Но толпа оцепенело стояла напротив, не смея сделать и шага. Немцы вскинули винтовки. Послышались выстрелы. Но охранники стреляли поверх голов. Зато собаками начали травить по-настоящему. И первая шеренга, испугавшись, что их сейчас затравят собаками, с жутким воем хлынула к вагонам.
– Быстро! Быстро! – поторапливал то ли приготовленных к погрузке, то ли своих подчинённых обер-лейтенант, сверкая толстыми линзами очков.
– Шурочка, миленькая, надо идти! – кричала ей Ганька, обеими руками поддерживая подругу, у которой подкашивались ноги и мутилось сознание.
Их толкали в спины, поторапливали.
– Давай, подруженька, закроем глаза и пойдём. А то загонят за проволоку.
Шура и Ганька крепко ухватились за руки. Внутри у Шуры всё захолодело. Она охнула и упала в снег, рядом с заиндевелыми телами красноармейцев. Пусть меня затопчут, пусть загонят на скотобойню, но по телам умерших солдат я не пойду, теряя сознание, думала она.
Очнулась она в вагоне, на дощатых нарах, застланных грубой гречишной соломой. Рядом с нею, подсунув под голову оба мешка, лежала и тихо посапывала во сне Ганька.
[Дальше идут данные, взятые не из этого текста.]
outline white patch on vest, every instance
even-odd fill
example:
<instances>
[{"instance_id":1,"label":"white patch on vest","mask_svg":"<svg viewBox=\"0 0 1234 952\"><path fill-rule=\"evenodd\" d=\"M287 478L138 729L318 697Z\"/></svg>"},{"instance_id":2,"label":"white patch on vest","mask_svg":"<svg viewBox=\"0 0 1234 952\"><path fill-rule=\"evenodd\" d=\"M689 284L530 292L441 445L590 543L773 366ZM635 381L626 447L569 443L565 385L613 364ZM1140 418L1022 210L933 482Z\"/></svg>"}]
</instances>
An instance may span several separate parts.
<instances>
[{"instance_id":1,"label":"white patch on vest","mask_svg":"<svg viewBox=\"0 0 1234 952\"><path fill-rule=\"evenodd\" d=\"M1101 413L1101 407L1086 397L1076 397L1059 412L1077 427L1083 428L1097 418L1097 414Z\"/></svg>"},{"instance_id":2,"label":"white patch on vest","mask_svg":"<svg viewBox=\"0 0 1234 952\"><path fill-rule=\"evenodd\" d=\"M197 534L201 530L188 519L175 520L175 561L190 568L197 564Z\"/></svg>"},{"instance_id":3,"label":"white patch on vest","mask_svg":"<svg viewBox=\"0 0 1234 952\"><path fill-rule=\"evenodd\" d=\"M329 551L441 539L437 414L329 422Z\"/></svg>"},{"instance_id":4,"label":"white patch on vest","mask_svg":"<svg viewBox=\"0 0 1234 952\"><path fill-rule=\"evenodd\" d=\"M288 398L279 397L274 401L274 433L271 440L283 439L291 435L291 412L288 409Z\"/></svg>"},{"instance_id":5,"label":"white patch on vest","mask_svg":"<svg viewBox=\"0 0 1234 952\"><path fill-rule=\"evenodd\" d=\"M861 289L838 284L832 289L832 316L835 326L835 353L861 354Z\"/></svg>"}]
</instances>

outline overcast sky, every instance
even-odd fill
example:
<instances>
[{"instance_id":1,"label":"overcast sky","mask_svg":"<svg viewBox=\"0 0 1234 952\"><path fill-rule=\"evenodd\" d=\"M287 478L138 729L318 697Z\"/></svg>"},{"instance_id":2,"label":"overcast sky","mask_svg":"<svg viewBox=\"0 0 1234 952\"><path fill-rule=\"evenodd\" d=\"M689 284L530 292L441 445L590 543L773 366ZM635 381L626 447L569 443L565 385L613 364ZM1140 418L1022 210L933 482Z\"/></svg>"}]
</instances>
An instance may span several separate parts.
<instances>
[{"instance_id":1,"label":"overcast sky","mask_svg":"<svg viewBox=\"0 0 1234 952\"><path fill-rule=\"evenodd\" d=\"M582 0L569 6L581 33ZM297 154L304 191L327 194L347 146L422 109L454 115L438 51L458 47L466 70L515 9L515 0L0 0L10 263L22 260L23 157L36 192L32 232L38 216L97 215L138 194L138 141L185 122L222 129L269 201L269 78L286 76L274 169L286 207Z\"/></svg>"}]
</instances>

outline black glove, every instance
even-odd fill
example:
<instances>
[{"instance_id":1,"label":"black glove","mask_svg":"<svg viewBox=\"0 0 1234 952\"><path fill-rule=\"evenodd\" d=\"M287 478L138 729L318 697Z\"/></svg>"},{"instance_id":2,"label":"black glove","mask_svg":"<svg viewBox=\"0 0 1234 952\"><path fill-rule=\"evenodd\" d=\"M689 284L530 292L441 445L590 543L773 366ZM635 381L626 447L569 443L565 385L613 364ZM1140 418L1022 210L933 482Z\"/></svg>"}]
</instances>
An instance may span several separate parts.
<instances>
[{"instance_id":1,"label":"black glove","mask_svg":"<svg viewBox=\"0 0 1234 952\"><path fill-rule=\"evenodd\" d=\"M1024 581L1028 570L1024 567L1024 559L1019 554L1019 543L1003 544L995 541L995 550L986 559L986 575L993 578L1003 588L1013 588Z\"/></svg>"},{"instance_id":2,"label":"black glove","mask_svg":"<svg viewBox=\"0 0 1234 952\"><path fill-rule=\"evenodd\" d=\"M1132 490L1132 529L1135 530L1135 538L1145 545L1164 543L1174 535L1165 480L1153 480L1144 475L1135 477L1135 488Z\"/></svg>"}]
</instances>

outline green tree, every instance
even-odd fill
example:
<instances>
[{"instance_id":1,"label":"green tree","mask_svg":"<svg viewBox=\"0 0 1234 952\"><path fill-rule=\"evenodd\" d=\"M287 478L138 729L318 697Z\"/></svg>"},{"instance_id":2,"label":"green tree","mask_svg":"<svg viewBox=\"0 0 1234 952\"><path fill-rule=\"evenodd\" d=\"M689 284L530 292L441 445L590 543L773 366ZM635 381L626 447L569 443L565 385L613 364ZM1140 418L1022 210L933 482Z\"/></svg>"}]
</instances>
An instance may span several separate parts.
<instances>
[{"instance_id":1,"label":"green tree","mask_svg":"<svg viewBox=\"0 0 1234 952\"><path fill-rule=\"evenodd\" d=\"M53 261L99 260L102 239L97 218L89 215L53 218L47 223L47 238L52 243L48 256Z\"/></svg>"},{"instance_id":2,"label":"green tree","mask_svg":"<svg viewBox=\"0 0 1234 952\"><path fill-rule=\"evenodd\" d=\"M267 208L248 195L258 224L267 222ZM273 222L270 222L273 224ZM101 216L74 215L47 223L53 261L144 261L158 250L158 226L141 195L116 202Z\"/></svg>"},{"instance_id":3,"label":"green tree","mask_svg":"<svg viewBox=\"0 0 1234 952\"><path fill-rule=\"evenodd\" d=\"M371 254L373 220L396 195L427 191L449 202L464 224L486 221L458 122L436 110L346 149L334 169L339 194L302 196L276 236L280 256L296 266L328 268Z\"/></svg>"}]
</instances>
Несмотря на то, что потолок над верхними нарами был увешан гирляндами заиндевелых паутин, в вагоне было тепло. Только от двери время от времени потягивало промозглым сквозняком.
Когда их согнали на школьный двор и начали составлять список, родители успели собрать в дорогу самое необходимое. Жандармы приказали развязать мешки, узлы, открыть чемоданы и сумки, порылись в вещах и продуктах и разрешили передать их детям. И тут снова над деревней взвился женский плач и стон.
Шура вспоминала бледное и постаревшее от горя лицо матери и едва удержалась от слёз. В углу, в другом конце вагона кто-то всхлипывал и сморкался. То там, то там слышался то дрожащий вздох, то задавленный всхлип. Но некоторые спали. Спала и Ганька, обняв их мешки. Что было в тех мешках, наспех собранных в дорогу матерями, Шура ещё и не знала.
Возле чугунной печки, чёрная труба которой была выведена в крышу вагона, возились трое парней. Один постарше, лет семнадцати, примерно ровесник Иванка, и двое лет по четырнадцати. Время от времени они открывали длинным кривым гвоздём чугунную бордово-сизую дверцу, раскалённую от ярко пылающего, клубящегося в топке огня, подбрасывали туда ещё несколько чёрных искрящихся кусков, похожих на камни. И Шура догадалась, что это каменный уголь. Двое, одетые в добротные рыжие полушубки и заячьи шапки, переговаривались и поглядывали на своего товарища. Тот, неподвижным взглядом уставившись в дверную щель вагона, молчал.